There was a cold wind blowing along the Thames, and Charlotte Button turned up the collar of her coat before checking her watch for the umpteenth time. He was late. She looked across the river at the London Eye, the 135-metre tall Ferris wheel between Westminster Bridge and Hungerford Bridge.

‘You ever been on it?’ said a voice behind her.

The man she had been waiting for had come up behind her without her noticing, and from the grin on his face he was obviously taking pleasure in the fact. His name was Richard Yokely; former CIA, former NSA, former DIA, the intelligence agent had accumulated enough initials on his CV to play a half-decent game of Scrabble.

Button smiled and held out her gloved hand. ‘Richard, thank you for coming.’

The American smiled. ‘How could I refuse a summons from my favourite MI5 operative?’ he said, with a slight drawl that suggested a Southern plantation and iced tea on a terrace.

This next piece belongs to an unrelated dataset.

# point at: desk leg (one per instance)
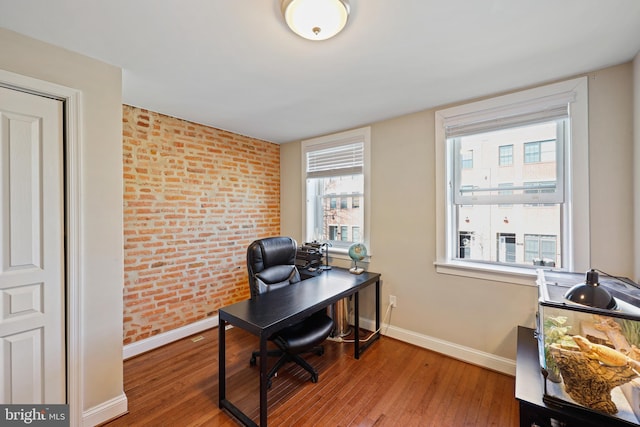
(222, 378)
(378, 308)
(356, 325)
(263, 381)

He was in his very early fifties with short grey hair and thin lips. He was wearing a long black coat over a dark blue blazer, a crisp white shirt and a blue tie with pale yellow stripes. His shoes were tasselled, the black leather gleaming as if they had been freshly polished. He had a chunky gold ring on his right ring finger and an even chunkier Breitling watch on his left wrist.

‘Not so much a summons as a cry for help,’ she said.

His smile widened. ‘Charlotte, my dear, as you are very well aware, I owe you one. So ask and you shall receive.’

‘That’s lovely to hear, Richard. I hope you’ll still be so generous when you’ve heard what my problem is.’